The reasons we choose to have sex vary from person to person and from time to time. People do it for serious life-affirming reasons, for frivolous debauchery and everything in between.
“Historically, the reasons people have sex have been assumed to be few in number and simple in nature—to reproduce, to experience pleasure or to relieve sexual tension.” So wrote a couple of professors from the University of Texas at Austin. Cindy Meston and David Buss, both PhDs in the Department of Psychology, have published a thorough taxonomy of sexual motivation in the Archives of Sexual Behavior after conducting a scientific study of why people have sex—an extremely important, but surprisingly little-studied topic.
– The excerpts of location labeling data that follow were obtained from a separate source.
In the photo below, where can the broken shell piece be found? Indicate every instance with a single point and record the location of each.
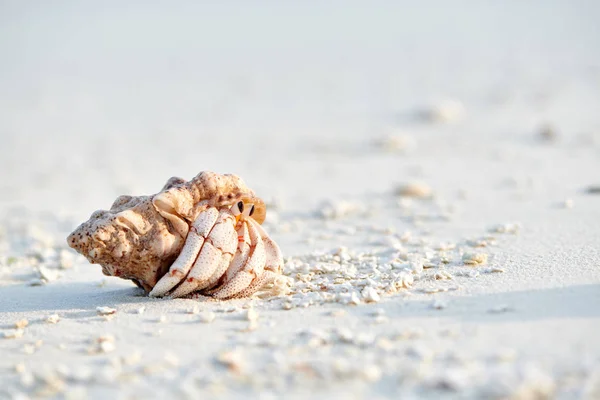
(251, 314)
(512, 228)
(102, 344)
(47, 275)
(154, 240)
(474, 258)
(206, 317)
(105, 310)
(394, 143)
(233, 360)
(21, 324)
(414, 189)
(443, 275)
(439, 304)
(370, 295)
(53, 319)
(12, 334)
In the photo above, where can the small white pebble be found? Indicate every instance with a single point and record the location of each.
(414, 189)
(206, 317)
(12, 334)
(370, 295)
(439, 304)
(251, 314)
(105, 310)
(500, 309)
(53, 319)
(568, 203)
(21, 324)
(474, 258)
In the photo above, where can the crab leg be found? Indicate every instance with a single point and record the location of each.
(226, 271)
(217, 250)
(253, 268)
(274, 258)
(273, 265)
(193, 243)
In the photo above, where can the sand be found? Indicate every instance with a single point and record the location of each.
(489, 113)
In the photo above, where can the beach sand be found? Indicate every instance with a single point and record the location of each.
(394, 144)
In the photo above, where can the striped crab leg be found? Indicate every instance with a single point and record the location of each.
(200, 229)
(216, 254)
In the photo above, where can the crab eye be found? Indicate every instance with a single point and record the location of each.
(238, 208)
(249, 211)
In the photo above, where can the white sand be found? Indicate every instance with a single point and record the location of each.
(106, 100)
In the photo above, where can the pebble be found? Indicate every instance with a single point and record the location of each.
(53, 319)
(102, 310)
(443, 275)
(414, 189)
(593, 189)
(12, 334)
(568, 204)
(251, 314)
(206, 317)
(439, 304)
(102, 344)
(21, 324)
(370, 295)
(394, 143)
(474, 258)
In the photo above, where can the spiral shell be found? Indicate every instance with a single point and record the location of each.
(140, 236)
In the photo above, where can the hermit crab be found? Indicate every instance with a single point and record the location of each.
(200, 236)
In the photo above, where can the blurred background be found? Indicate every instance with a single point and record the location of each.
(303, 100)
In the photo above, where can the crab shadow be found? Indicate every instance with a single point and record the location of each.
(66, 296)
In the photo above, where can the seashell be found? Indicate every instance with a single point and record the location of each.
(140, 237)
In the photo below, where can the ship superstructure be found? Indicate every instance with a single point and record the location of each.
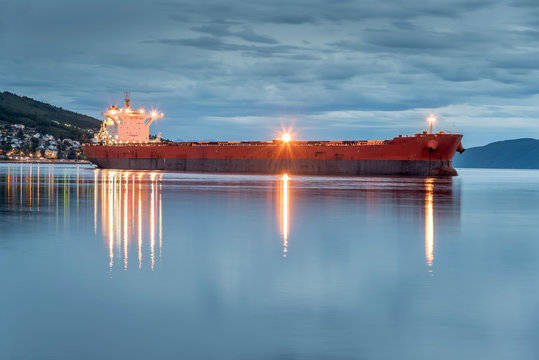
(126, 125)
(123, 143)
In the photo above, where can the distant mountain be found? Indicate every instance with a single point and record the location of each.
(45, 118)
(508, 154)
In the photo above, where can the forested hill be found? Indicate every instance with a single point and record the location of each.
(45, 118)
(508, 154)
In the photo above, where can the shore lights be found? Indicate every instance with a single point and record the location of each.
(431, 120)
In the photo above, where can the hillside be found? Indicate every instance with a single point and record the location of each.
(508, 154)
(45, 118)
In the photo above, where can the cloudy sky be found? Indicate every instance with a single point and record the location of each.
(242, 70)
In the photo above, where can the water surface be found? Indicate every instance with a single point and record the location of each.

Research in the nineteen-seventies, -eighties and -nineties showed that people had sex for reasons that were varied and psychologically complex. These included a desire for pure pleasure, to express emotional closeness, to please a partner and to make a conquest. Yet most of the reasons documented in those decades, implicitly assumed the context of an ongoing romantic relationship or long-term mate. Humans, however, have a menu of mating strategies, including long-term, short-term and extra curricular mating. There might be reasons for having sex with a casual sex partner such as the desire to experience sexual variety or seeking to improve one’s sexual skills. Sex could be exchanged for favors, special privileges and a preferred job or indeed for any resource.
Sex might be used to reward a partner or as a favor in exchange for something the partner has done. Or sex might be used to retaliate against a partner for some perceived wrongdoing. Also, sex might be used to intensify the relationship, escalate the level of commitment within the relationship or turn a relationship from short- to long-term. Women, in particular, were thought to engage in sexual intercourse for emotional closeness, bonding, commitment, love, affection, acceptance, tolerance and closeness.
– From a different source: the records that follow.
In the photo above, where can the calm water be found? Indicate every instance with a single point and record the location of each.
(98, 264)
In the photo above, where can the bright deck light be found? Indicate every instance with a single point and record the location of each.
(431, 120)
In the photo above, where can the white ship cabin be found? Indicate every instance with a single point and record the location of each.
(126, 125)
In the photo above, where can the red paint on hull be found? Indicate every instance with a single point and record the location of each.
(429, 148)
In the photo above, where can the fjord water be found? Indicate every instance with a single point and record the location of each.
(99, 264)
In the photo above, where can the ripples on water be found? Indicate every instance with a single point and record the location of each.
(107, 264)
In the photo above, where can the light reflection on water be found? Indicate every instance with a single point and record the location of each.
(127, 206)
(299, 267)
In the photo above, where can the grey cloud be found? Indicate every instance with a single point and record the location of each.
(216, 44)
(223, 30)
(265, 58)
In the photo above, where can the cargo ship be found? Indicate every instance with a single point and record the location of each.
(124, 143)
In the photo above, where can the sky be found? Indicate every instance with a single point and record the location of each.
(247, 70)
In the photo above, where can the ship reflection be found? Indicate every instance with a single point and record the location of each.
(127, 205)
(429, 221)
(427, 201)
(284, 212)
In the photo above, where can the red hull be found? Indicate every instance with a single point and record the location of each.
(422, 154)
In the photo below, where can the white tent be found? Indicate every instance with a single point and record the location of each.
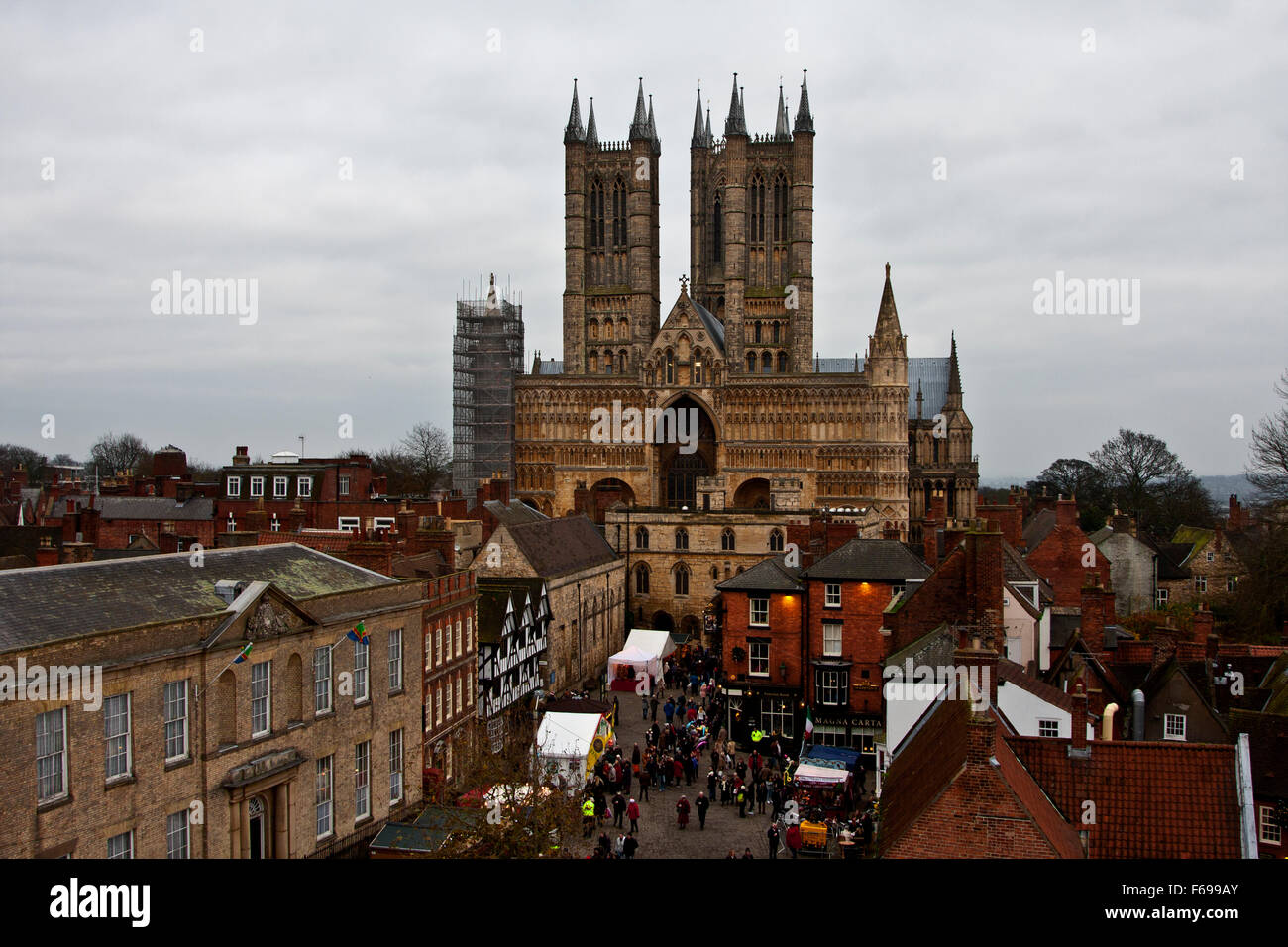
(567, 742)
In their recent study, Meston and Buss surveyed more than four hundred men and women, ranging in age from seventeen to fifty-two, who responded to the query: ‘‘Please list all the reasons you can think of why you, or someone you have known, has engaged in sexual intercourse in the past.’’ The more than seven hundred answers collected resulted in two hundred thirty-seven distinct reasons.
Once they came up with that long list, Meston and Buss asked more than fifteen hundred college students, in exchange for psychology class credits, to rank the reasons in terms of how they applied to their experiences. Keep in mind that these results reveal the behavior of those who are of an age when, Meston conceded, “Hormones run rampant.” She predicted significant differences when older people are studied.
The research found similar reasons for why these young adults got intimate, and the Number One reason was simply: “I was attracted to the person.” While the primary reason involved lust, rather than amour, expressing love and showing affection still were in the top ten for both men and women.
Gender differences were negligible. Twenty of the top twenty-five reasons given were the same for males and females. “Men were more likely to be opportunistic towards having sex,” Meston said. “So, if sex was…available, they would jump on it—somewhat more so than women. Women were more likely to have sex because they felt they needed to please their partner.” Men, the study revealed, were more apt than women to have sex to get things like a promotion, a raise or a favor. Guys were much more likely than gals to say they’d had sex to “boost my social status” or because the partner was famous or “out of my league.”
The study Meston and Buss completed inspired New York Times science writer John Tierney to provide an on-line forum where the public could add their ideas to the list of reasons to have sex. In just a few days, he got hundreds of responses, which lead the UT researchers to put an additional forty reasons on their list.
Reading the many tawdry reasons why others have sex, I felt more inclined to forgive my own past foibles.
The reasons I found scariest involved revenge: “I wanted to give someone else a sexually transmitted disease (e.g., herpes, AIDS),” “I wanted to get rid of aggression” and ‘‘I thought it would help ‘trap’ a new partner.”
The most inspiring reasons involved celebration: “Because life is short (and a hundred years from now we will all be dust),” “To recover or reaffirm life after the loss of (a) loved one” and “I wanted to become one with another person.”
While we may wish to keep to ourselves the rationalizations for our behavior, the act of reasoning itself has value. By delving into our own feelings, getting honest with ourselves about why we get it on, we’ll gain greater personal understanding of and appreciation for our own sexual natures.